En conséquence la signature de la convention « Pour le Gouvernement du Grand-Duché de Luxembourg, Le ministre de l’Intérieur » n’a pu se faire qu’après délibération en conseil de gouvernement et suite à une délégation à Kersch par le gouvernement en conseil aux fins d’engager l’État par sa seule signature à l’exclusion de celle de Bettel, le grand inconnu du dossier. Or tout porte à croire que cette procédure n’a pas été respectée ! Appelé à aviser la constitutionnalité du projet n°7037, le professeur Delpérée écrit dans son avis du 27 novembre 2016 :
« L’opération qui conduit une personne publique, l’État, forte de l’accord d’une autre autorité publique l’Archevêché, à supprimer des personnes morales de droit public, à savoir les fabriques d’église, aux fins de créer une autre institution – publique ou privée, ce qui reste à déterminer – et à lui transmettre les droits, les biens et les obligations des autorités dissoutes pose un autre problème. L’Église (avec une majuscule) n’est pas le porte-parole des fabriques d’église (avec une minuscule). Dans ces conditions, la question se pose de savoir si, dans cette opération triangulaire, des concertations utiles ont été organisées entre les protagonistes, notamment avec ceux et celles qui, depuis plus de deux cents ans, ont assuré sur le terrain, et à la satisfaction du plus grand nombre, des tâches d’intérêt public. »
Il y a bien d’autres arguments de droit développés dans l’exploit d’assignation qui peut être consulté sur le site du Syfel (www.syfel.lu) auquel je renvoie.
« Le XXIe siècle sera religieux ou ne sera pas. » La formule est, paraît-il, de Malraux. Ne connaissant pas le contexte dans lequel a été prononcée ou écrite cette phrase, il est impossible de dire ce que l’auteur, quel qu’il soit, a voulu exprimer.
Une chose est certaine, c’est qu’en Occident la diminution des pratiques religieuses va de pair avec des besoins concrets de spiritualité qui s’affirment et s’articulent loin des sentiers battus, souvent grâce à des syncrétismes étonnants. Tout se passe comme si ces besoins ne trouvaient plus canalisation et n’étaient donc plus pris en charge par une structure existante et traditionnellement reconnue.
Je persiste à croire que si les traditions reconnues ne comblent pas ces besoins de spiritualité, les traditionalistes, eux, s’en chargeront avec les conséquences que l’on connaît.

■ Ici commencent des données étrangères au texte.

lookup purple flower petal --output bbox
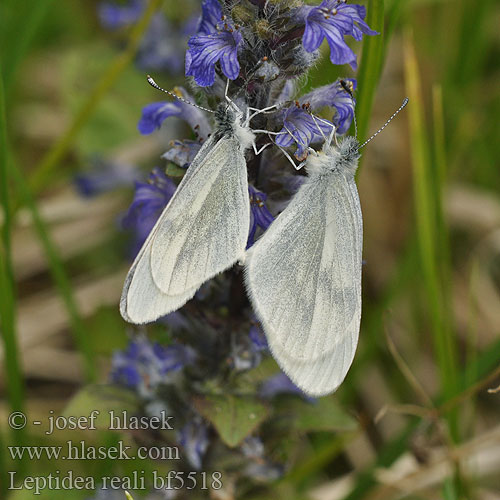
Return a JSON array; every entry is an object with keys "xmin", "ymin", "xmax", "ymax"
[
  {"xmin": 249, "ymin": 324, "xmax": 268, "ymax": 351},
  {"xmin": 300, "ymin": 78, "xmax": 357, "ymax": 135},
  {"xmin": 303, "ymin": 17, "xmax": 324, "ymax": 52},
  {"xmin": 138, "ymin": 101, "xmax": 182, "ymax": 135},
  {"xmin": 186, "ymin": 29, "xmax": 243, "ymax": 87},
  {"xmin": 198, "ymin": 0, "xmax": 223, "ymax": 35},
  {"xmin": 300, "ymin": 0, "xmax": 378, "ymax": 70},
  {"xmin": 275, "ymin": 106, "xmax": 334, "ymax": 160},
  {"xmin": 138, "ymin": 87, "xmax": 211, "ymax": 137},
  {"xmin": 260, "ymin": 372, "xmax": 312, "ymax": 400},
  {"xmin": 247, "ymin": 185, "xmax": 275, "ymax": 248}
]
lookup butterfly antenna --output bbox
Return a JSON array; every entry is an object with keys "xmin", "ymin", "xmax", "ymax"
[
  {"xmin": 146, "ymin": 75, "xmax": 215, "ymax": 114},
  {"xmin": 360, "ymin": 97, "xmax": 409, "ymax": 149},
  {"xmin": 340, "ymin": 79, "xmax": 358, "ymax": 139}
]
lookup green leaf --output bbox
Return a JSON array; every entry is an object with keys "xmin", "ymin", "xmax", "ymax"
[
  {"xmin": 289, "ymin": 397, "xmax": 357, "ymax": 432},
  {"xmin": 85, "ymin": 306, "xmax": 128, "ymax": 356},
  {"xmin": 355, "ymin": 0, "xmax": 385, "ymax": 147},
  {"xmin": 237, "ymin": 356, "xmax": 280, "ymax": 391},
  {"xmin": 63, "ymin": 385, "xmax": 141, "ymax": 431},
  {"xmin": 165, "ymin": 163, "xmax": 187, "ymax": 178},
  {"xmin": 194, "ymin": 394, "xmax": 269, "ymax": 448}
]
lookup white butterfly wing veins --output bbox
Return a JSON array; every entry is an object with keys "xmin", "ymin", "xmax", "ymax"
[
  {"xmin": 121, "ymin": 109, "xmax": 255, "ymax": 324},
  {"xmin": 245, "ymin": 137, "xmax": 363, "ymax": 397}
]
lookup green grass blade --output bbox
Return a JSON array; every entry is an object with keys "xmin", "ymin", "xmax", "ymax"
[
  {"xmin": 0, "ymin": 429, "xmax": 5, "ymax": 497},
  {"xmin": 0, "ymin": 0, "xmax": 54, "ymax": 92},
  {"xmin": 342, "ymin": 236, "xmax": 419, "ymax": 404},
  {"xmin": 344, "ymin": 420, "xmax": 419, "ymax": 500},
  {"xmin": 8, "ymin": 158, "xmax": 97, "ymax": 382},
  {"xmin": 0, "ymin": 72, "xmax": 26, "ymax": 487},
  {"xmin": 0, "ymin": 74, "xmax": 25, "ymax": 411},
  {"xmin": 355, "ymin": 0, "xmax": 385, "ymax": 146},
  {"xmin": 404, "ymin": 29, "xmax": 459, "ymax": 439},
  {"xmin": 285, "ymin": 431, "xmax": 358, "ymax": 488},
  {"xmin": 383, "ymin": 0, "xmax": 404, "ymax": 60},
  {"xmin": 450, "ymin": 0, "xmax": 494, "ymax": 86},
  {"xmin": 27, "ymin": 0, "xmax": 163, "ymax": 196},
  {"xmin": 432, "ymin": 84, "xmax": 453, "ymax": 316}
]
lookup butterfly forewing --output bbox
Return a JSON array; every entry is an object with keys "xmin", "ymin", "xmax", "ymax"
[
  {"xmin": 150, "ymin": 135, "xmax": 250, "ymax": 295},
  {"xmin": 121, "ymin": 133, "xmax": 250, "ymax": 324}
]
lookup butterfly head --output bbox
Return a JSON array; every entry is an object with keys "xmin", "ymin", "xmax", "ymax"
[
  {"xmin": 215, "ymin": 104, "xmax": 237, "ymax": 136},
  {"xmin": 336, "ymin": 136, "xmax": 360, "ymax": 175},
  {"xmin": 214, "ymin": 103, "xmax": 255, "ymax": 151}
]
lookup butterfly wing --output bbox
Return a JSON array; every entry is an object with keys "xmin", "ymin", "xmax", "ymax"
[
  {"xmin": 150, "ymin": 135, "xmax": 250, "ymax": 295},
  {"xmin": 120, "ymin": 136, "xmax": 216, "ymax": 324},
  {"xmin": 120, "ymin": 243, "xmax": 198, "ymax": 324},
  {"xmin": 245, "ymin": 173, "xmax": 363, "ymax": 396},
  {"xmin": 120, "ymin": 134, "xmax": 250, "ymax": 324}
]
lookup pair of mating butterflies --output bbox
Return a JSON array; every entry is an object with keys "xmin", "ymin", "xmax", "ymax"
[{"xmin": 120, "ymin": 80, "xmax": 407, "ymax": 397}]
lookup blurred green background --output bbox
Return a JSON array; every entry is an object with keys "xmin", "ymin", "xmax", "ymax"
[{"xmin": 1, "ymin": 0, "xmax": 499, "ymax": 499}]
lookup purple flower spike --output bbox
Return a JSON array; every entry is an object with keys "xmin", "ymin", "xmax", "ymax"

Ce n’est pas avec des niaiseries, comme « religion = opium pour le peuple », que l’on fera l’avenir dans des sociétés dignes de ce nom.
Les églises ne sont jamais que des signes visibles de l’invisible auquel on croit ou on ne croit pas, le visible charrie l’invisible et un monde sans foi, sans charité et sans espérance n’existe pas, comme la vie ne saurait exister sans oxygène.